Sedangkan jembatan Glodok sebagai penghubung kedua daerah di kawasan China Town dibongkar. Sampai akhir abad ke-19, kanal seperti terlihat di foto menjadi salah satu urat nadi tranportasi seperti terlihat sejumlah perahu yang memuat barang-barang dagangan.

Jembatan Glodok yang sudah menghilang itu letaknya dipersimpangan Pancoran dan Nieuwpoort Straat (kini Jalan Pintu Besar Selatan). Di sebelah kiri foto tampak pertokoan Glodok dan diseberangnya pertokoan Pancoran. Pasar Glodok tampak masih sangat sederhana. Kala itu atap rumah mereka meruncing di bagian atas, meniru rumah di dataran Cina negeri leluhurnya. Kawasan Glodok yang kini gersang karena dipenuhi oleh para pedagang, waktu itu masih rimbun. Dikelilingi oleh pepohonan yang kini sudah tidak dijumpai lagi.

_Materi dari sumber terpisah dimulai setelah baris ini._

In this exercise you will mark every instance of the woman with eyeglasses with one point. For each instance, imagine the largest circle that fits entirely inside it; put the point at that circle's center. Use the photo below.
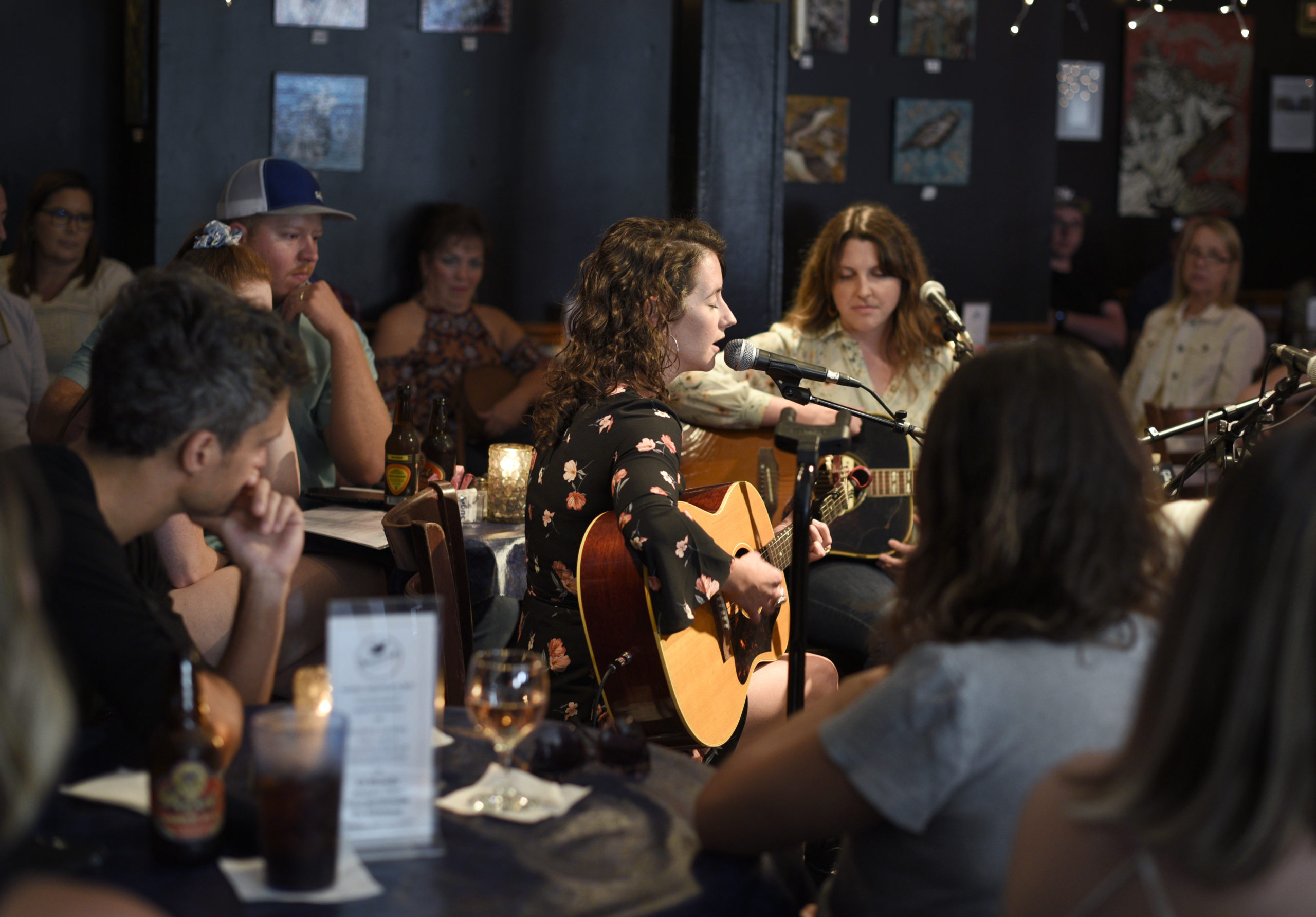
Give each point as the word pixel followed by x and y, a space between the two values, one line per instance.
pixel 58 268
pixel 1201 348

Nama Pancoran karena ditempat ini dulu ada air mancur. Para penduduk siap untuk antri selama beberapa jam untuk mengambil air dari kali Molenvliet (Ciliwung) yang telah disaring terlebih dahulu. Menurut sejarawan Belanda, de Haan banyak para anak kapal saat mendarat di pelabuhan Sunda Kelapa mengambil air yang telah dijernihkan di sini. Para kelasi juga sangat menyukai arak produksi Batavia yang pada abad ke-17 banyak diusahakan oleh keturunan Cina. Dan di tempat ini pulalah para pelaut setelah berbulan-bulan dalam pelayaran berkesempatan bermain dengan WTS di soehian (istilah Mandarin untuk rumah pelacuran dan hiburan).

Ketika terjadi huru-hara dalam Peristiwa Mei 1998 banyak toko dan rumah di China Town dihancurkan dan dibakar serta barang-barang mereka dijarah. Peristiwa lebih keji terjadi pada Nopember 1740 ketika 10 ribu warga Cina dibantai mulai dari kanak-kanak, wanita hingga kakek-kakek. Karena mereka dianggap ingin memberontak terhadap Belanda. Di masa Bung Karno, Glodok bersama Pasar Baru menjadi tempat penjualan uang dolar secara gelap (black market).